Tian put his hands back on the two controllers at his command pilot’s station, waiting for the rocket motor’s ignition. Seconds later, explosive bolts detonated and the engine lit. Cut free from its four-legged lower half, Chang’e-13’s ascent stage climbed into the black, starlit sky.
Not far above the surface, he reduced the ascent engine’s thrust and triggered a succession of attitude control thrusters. Obeying his command inputs, the lander pitched over ninety degrees. Soundlessly, Chang’e-13 flew out over the crater rim and down along Engel’gardt’s long, eastern slope — slanting east-southeast at high speed across a desolate plain pockmarked by smaller hollows.
“We’re crossing the northwestern rim of Vavilov crater,” Craig reported. “That puts us four hundred and fifteen miles out from the primary target.
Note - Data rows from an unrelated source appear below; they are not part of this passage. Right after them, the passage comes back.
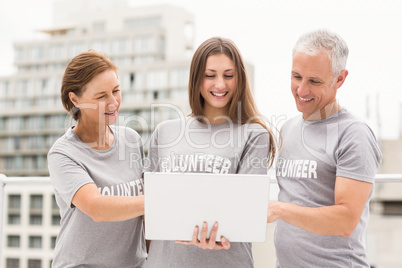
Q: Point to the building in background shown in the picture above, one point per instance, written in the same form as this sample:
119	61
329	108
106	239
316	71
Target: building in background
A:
152	47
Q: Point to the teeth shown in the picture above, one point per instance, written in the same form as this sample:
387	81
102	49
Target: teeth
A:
219	94
305	99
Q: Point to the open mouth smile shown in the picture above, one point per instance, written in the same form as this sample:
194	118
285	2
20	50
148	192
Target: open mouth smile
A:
111	113
222	94
305	100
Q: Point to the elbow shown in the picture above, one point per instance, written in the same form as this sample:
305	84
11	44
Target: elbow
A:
96	218
95	213
349	230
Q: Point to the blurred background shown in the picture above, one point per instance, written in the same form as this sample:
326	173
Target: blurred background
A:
152	43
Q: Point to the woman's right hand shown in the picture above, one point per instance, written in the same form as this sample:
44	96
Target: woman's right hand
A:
205	243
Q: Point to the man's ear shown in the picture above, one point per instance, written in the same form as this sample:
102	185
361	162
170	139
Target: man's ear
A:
73	98
341	78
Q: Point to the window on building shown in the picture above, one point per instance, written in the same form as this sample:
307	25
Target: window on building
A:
56	220
35	219
144	44
57	51
56	121
35	242
77	48
14	219
50	140
36	53
101	46
140	23
13	241
13	144
34	263
34	123
179	77
19	54
53	242
14	201
36	202
12	263
121	46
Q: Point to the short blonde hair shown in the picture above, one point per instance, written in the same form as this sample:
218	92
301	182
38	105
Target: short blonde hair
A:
79	72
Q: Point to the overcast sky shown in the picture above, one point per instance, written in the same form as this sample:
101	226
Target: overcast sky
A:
265	31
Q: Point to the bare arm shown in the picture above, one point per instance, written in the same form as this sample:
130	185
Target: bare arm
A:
339	219
107	208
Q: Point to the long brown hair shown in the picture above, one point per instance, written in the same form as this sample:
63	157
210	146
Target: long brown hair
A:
79	72
242	108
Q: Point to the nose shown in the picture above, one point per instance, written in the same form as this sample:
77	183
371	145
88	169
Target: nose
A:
219	83
114	103
303	89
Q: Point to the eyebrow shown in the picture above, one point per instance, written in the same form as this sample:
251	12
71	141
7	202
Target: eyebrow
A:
212	70
103	92
312	77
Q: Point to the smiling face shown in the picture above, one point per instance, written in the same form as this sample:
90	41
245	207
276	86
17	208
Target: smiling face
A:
100	101
218	85
312	83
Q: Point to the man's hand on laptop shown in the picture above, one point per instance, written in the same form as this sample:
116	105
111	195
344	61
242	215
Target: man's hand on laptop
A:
205	243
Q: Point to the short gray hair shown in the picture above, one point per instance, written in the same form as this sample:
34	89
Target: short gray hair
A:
317	41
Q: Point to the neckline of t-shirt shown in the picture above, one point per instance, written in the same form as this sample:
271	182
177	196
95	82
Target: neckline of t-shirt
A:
75	136
336	114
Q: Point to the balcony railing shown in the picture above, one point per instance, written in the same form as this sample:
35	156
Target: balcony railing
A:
4	181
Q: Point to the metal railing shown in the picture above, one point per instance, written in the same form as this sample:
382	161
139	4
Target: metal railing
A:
4	180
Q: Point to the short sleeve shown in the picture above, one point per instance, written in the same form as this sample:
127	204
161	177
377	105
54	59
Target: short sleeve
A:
152	159
67	176
358	153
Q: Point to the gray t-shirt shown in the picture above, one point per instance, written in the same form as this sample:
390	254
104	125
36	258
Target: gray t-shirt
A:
187	145
116	171
312	155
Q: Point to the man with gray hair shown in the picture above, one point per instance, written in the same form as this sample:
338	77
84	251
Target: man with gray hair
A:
326	166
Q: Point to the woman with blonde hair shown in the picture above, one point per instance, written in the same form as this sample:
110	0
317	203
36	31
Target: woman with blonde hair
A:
98	191
224	134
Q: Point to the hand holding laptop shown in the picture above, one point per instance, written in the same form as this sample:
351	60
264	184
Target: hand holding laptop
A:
205	243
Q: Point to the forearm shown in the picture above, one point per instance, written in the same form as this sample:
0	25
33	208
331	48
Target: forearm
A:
116	208
329	220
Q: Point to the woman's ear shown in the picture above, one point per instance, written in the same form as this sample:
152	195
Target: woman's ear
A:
73	98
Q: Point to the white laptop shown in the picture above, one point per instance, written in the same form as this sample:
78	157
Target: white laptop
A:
176	202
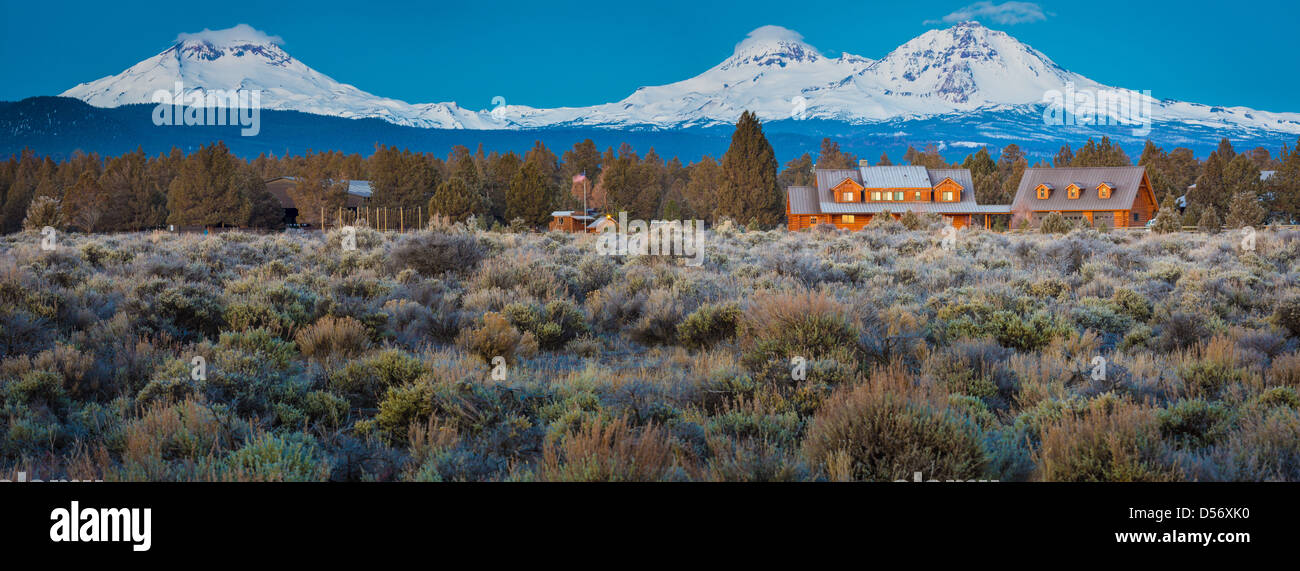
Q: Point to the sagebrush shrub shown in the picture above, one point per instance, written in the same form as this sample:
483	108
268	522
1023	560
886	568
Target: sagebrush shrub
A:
333	338
434	252
497	337
806	324
1287	314
887	429
1112	440
607	450
710	324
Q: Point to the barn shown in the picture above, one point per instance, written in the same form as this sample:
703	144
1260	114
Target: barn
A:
282	187
850	198
1117	197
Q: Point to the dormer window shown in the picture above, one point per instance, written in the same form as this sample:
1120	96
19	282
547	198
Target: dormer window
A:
948	190
846	190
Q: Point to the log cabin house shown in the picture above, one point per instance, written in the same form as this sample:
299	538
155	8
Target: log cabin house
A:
576	221
850	198
1118	197
281	187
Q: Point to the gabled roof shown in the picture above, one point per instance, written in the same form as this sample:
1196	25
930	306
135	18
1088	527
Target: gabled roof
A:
818	200
354	187
802	200
895	177
1123	182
We’ll be in range of the enemy’s plasma rail gun in less than two minutes.”
With the S-29 rolled upside down again, Miller looked “up” through the cockpit canopy at the relatively sharp edges of the crater they were flying over. It was new, by the standards of the moon — probably no more than a few hundred million years old. Much of the ring-walled, four-mile-deep depression overlaid the remains of an older, far more eroded crater dating back billions of years. Solid black, impenetrable shadows stretched westward across Vavilov’s terraced floor. “Weapons status?” he asked.
“All systems are green,” she assured him. “Our attack program is ready to run.” Once they popped up into view of the Sino-Russian base, a single command would set their orchestrated attack in motion — with the S-29B’s two-megawatt laser destroying targets according to a preselected sequence, starting with the plasma gun and its fire control radars and ending with the enemy’s habitat module. The gas dynamic laser had enough fuel to fire up to twenty five-second bursts, more than enough to reduce the enemy base to ruins.
“Solid copy on that,” Miller said in satisfaction. He kept his eyes riveted on his HUD. They were closing in on their chosen attack position at more than a mile per second. The moment they reached it, he planned to fire the spaceplane’s thrusters and “pop” them up several thousand feet — just high enough to bring them over the visual horizon of the Russian plasma gun. “Stand by.”
Deep within the dark shadows cast by the crater’s steep west wall, a small spacecraft, Chang’e-13, hovered motionless. It was almost invisible to the naked eye. Tiny reaction control thrusters flared around its boxy fuselage — holding it aloft against the pull of the moon’s gravity.
Inside the lunar lander’s cramped cabin, Tian watched his thruster fuel readouts closely. The numbers were decreasing fast. His mouth tightened. The Chang’e’s fuel reserves wouldn’t last much longer. At most, he would be able to maintain this position only for another minute or so.
Drawn by the insistent alarm, his eyes flicked to Chang’e-13’s lidar system display. He’d set its low-powered navigation lasers to continuous pulse — but instead of scanning the rough crater floor six thousand meters below, they were aimed at the sky above him. And now, those reflected laser pulses painted the blurred image of a winged vehicle, the American S-29B, as it flew past high overhead.
Tian reacted instantly. His right hand stabbed at a touch-screen display, activating the lander’s hastily modified docking and rendezvous program. Using the control in his left hand, he rotated the spacecraft — tilting it to aim at the fast-moving enemy spaceplane. With a muted
Miller’s eyes widened in surprise. “What the hell—?” Instinctively, he fired thrusters and spun the S-29 through a half circle, turning to face the oncoming threat. To his astonishment, he saw the gleaming white shape of another spacecraft climbing toward them out of the shadowed Vavilov crater. Brief, bright puffs of glowing gas appeared around the Chinese lander as it matched their maneuvers.
“Christ, Dusty, that guy’s a kamikaze!” Craig exclaimed.